All of us need to have some emergency plan, which often takes the form of an emergency fund stocked with enough money to keep you afloat for at least three months or, preferably, six to nine months. (It's helpful here to think of how long you might be out of work, how quickly you tend to find new jobs, etc.) The fund should be able to cover mortgage or rent expenses, food, insurance, transportation, and other necessities. Keep that money accessible by putting it in short-term CDs or a savings account. Parked in stocks, it might grow faster, but it might also temporarily plunge in value just before you need it.
Having no insurance when disaster strikes
Buying or maintaining insurance can be an easy thing to put off, but you do so at your financial peril. Hard as it is to imagine, you or your spouse really could die at an early age, leaving the other to take care of your home and/or dependents. If anyone depends on you financially -- your partner, children, parents, or even nephews or nieces -- you need life insurance. It can be a relatively inexpensive term policy, too, rather than a multimillion-dollar whole-life policy.
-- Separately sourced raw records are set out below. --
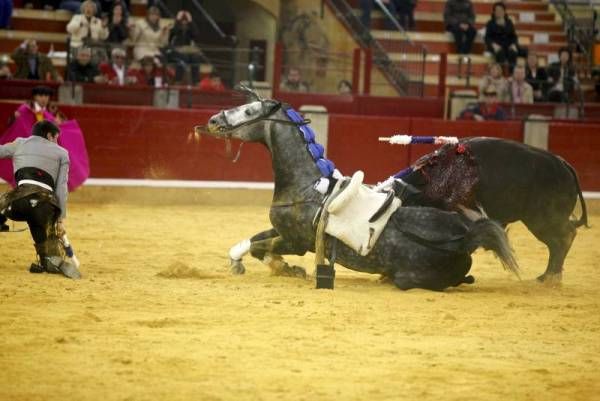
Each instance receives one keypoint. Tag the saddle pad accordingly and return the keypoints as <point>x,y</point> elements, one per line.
<point>350,212</point>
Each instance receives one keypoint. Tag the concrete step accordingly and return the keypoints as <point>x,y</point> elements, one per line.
<point>39,20</point>
<point>434,22</point>
<point>481,7</point>
<point>444,43</point>
<point>10,39</point>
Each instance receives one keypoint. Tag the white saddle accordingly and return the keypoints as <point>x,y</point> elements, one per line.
<point>358,214</point>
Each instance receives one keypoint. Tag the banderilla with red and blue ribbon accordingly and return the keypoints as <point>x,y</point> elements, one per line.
<point>410,140</point>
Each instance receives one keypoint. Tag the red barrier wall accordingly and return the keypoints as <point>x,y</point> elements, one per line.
<point>144,142</point>
<point>580,145</point>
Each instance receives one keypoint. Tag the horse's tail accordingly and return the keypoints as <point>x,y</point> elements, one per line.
<point>492,237</point>
<point>583,219</point>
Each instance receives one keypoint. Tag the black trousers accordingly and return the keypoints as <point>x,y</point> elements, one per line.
<point>463,39</point>
<point>40,215</point>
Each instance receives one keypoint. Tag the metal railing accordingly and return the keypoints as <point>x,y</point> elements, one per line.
<point>405,71</point>
<point>580,33</point>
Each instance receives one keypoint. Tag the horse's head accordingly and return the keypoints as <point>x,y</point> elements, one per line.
<point>246,122</point>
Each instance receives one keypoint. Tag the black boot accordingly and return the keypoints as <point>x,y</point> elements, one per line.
<point>3,225</point>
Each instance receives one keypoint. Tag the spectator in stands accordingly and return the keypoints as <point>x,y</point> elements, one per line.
<point>536,76</point>
<point>293,82</point>
<point>487,109</point>
<point>118,27</point>
<point>107,6</point>
<point>117,72</point>
<point>183,49</point>
<point>153,73</point>
<point>4,69</point>
<point>500,36</point>
<point>519,91</point>
<point>212,83</point>
<point>82,69</point>
<point>147,35</point>
<point>5,13</point>
<point>495,78</point>
<point>406,13</point>
<point>38,105</point>
<point>86,28</point>
<point>459,18</point>
<point>344,87</point>
<point>31,64</point>
<point>561,77</point>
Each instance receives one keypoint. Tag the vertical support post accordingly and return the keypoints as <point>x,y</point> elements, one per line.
<point>277,64</point>
<point>355,71</point>
<point>367,71</point>
<point>442,75</point>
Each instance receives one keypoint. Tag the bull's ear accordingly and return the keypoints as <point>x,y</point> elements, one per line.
<point>252,95</point>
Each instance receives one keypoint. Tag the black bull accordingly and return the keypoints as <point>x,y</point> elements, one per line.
<point>511,182</point>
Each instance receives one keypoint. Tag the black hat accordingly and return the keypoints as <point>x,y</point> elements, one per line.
<point>41,90</point>
<point>43,128</point>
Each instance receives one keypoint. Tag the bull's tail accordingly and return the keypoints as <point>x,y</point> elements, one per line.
<point>492,237</point>
<point>583,219</point>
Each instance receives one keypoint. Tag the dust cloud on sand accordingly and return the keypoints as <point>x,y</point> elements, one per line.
<point>157,316</point>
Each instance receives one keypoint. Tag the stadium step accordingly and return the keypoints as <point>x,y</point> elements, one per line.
<point>9,40</point>
<point>434,22</point>
<point>40,21</point>
<point>481,7</point>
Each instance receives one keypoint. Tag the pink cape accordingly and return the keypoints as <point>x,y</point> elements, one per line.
<point>71,138</point>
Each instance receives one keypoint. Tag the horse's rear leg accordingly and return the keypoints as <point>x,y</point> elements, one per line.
<point>239,250</point>
<point>558,238</point>
<point>269,251</point>
<point>436,278</point>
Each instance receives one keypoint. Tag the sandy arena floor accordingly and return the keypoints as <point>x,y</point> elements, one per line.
<point>125,332</point>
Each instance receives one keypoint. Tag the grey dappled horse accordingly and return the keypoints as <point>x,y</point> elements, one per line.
<point>420,247</point>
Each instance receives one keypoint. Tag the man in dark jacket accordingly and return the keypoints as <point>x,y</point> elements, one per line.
<point>41,169</point>
<point>536,76</point>
<point>31,64</point>
<point>459,19</point>
<point>562,77</point>
<point>500,36</point>
<point>83,69</point>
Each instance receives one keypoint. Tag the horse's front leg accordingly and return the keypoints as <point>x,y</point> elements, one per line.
<point>267,246</point>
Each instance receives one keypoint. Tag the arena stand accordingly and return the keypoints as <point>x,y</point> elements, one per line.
<point>120,120</point>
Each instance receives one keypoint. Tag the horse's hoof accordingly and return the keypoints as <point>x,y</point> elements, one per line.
<point>237,267</point>
<point>299,271</point>
<point>551,279</point>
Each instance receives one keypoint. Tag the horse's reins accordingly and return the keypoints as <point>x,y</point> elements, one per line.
<point>230,129</point>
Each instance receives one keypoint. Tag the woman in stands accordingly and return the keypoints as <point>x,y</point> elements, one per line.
<point>494,78</point>
<point>148,36</point>
<point>561,77</point>
<point>500,36</point>
<point>86,28</point>
<point>536,76</point>
<point>118,27</point>
<point>459,18</point>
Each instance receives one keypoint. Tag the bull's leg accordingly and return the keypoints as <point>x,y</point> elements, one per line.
<point>436,278</point>
<point>558,239</point>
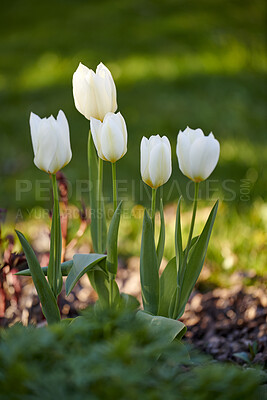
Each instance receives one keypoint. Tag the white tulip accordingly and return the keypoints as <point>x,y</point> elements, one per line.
<point>51,142</point>
<point>197,154</point>
<point>94,92</point>
<point>156,165</point>
<point>110,137</point>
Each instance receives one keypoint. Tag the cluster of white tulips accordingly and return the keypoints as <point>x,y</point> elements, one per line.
<point>164,297</point>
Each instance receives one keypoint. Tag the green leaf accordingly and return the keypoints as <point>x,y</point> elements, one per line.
<point>130,302</point>
<point>161,242</point>
<point>82,263</point>
<point>54,271</point>
<point>112,241</point>
<point>95,214</point>
<point>178,241</point>
<point>174,304</point>
<point>46,296</point>
<point>167,287</point>
<point>196,260</point>
<point>101,285</point>
<point>65,269</point>
<point>149,268</point>
<point>173,329</point>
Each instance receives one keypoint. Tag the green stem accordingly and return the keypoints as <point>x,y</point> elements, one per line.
<point>111,278</point>
<point>191,230</point>
<point>153,207</point>
<point>114,186</point>
<point>99,201</point>
<point>56,242</point>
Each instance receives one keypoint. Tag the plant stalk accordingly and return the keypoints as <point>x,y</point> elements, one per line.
<point>114,186</point>
<point>56,241</point>
<point>153,207</point>
<point>190,231</point>
<point>99,201</point>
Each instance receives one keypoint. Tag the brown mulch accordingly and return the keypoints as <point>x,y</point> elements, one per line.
<point>221,322</point>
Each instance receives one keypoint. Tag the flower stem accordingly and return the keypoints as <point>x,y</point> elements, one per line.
<point>114,186</point>
<point>56,243</point>
<point>190,231</point>
<point>99,202</point>
<point>153,207</point>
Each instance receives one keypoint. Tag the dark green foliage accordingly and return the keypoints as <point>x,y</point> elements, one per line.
<point>111,355</point>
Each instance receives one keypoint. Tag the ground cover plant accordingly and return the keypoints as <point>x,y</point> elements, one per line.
<point>163,233</point>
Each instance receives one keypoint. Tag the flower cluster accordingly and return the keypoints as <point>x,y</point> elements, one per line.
<point>166,296</point>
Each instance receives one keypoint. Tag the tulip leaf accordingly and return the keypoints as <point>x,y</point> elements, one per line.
<point>82,263</point>
<point>130,302</point>
<point>46,296</point>
<point>112,241</point>
<point>149,268</point>
<point>196,260</point>
<point>174,304</point>
<point>101,284</point>
<point>161,241</point>
<point>173,329</point>
<point>178,241</point>
<point>93,177</point>
<point>54,271</point>
<point>167,287</point>
<point>65,269</point>
<point>97,210</point>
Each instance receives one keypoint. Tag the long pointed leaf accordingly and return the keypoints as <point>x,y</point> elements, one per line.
<point>46,296</point>
<point>167,287</point>
<point>149,268</point>
<point>161,242</point>
<point>196,260</point>
<point>82,263</point>
<point>101,285</point>
<point>173,329</point>
<point>112,241</point>
<point>65,269</point>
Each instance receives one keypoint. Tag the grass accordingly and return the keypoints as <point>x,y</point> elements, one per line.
<point>175,63</point>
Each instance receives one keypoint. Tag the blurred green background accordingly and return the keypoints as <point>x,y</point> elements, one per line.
<point>200,63</point>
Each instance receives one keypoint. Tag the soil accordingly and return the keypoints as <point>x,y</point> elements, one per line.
<point>220,322</point>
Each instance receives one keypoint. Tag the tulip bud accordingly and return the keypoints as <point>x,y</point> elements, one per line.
<point>156,166</point>
<point>197,154</point>
<point>94,92</point>
<point>110,137</point>
<point>51,142</point>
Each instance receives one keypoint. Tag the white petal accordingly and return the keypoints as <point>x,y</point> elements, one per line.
<point>96,127</point>
<point>144,159</point>
<point>34,126</point>
<point>204,156</point>
<point>81,90</point>
<point>47,146</point>
<point>183,153</point>
<point>159,165</point>
<point>112,140</point>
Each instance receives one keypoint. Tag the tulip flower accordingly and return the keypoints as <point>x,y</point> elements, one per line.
<point>156,166</point>
<point>197,154</point>
<point>110,137</point>
<point>94,92</point>
<point>51,142</point>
By maintaining your insurance, I mean reviewing it regularly and optimizing it. For example, don't go several years without checking to see that your home insurance is still sufficient. If building costs have skyrocketed, the protection you're paying for might not be enough to rebuild your home if it burns down. If you comparison-shop for home insurance, don't just take the lowest quote if it's offering you less protection than you really need. And continue to shop around even once you have coverage. If you make a few calls to different insurers whenever it's time to renew an insurance policy, you may find that switching to a different company can save you hundreds of dollars for the same coverage. This happens more frequently than you might imagine.
Having insufficient retirement savings
Another devastating financial disaster is arriving at retirement with insufficient funds. Social Security is great, but it currently pays retirees an average of about $16,000 per year, which is hardly enough for most of us to live on. Thus most of us need to be saving and investing for our golden years throughout our working lives -- and doing so aggressively if we start late, as many do. That old rule of thumb that you should sock away 10% of your income may not suffice, and many people would do better to save 15% or even 20% if possible. If you somehow end up with more than you need, your retirement will be extra-comfortable, or perhaps your heirs will rejoice.
Don't leave yourself vulnerable. Build up your emergency fund, fully protect yourself with insurance, and keep your retirement plan on track.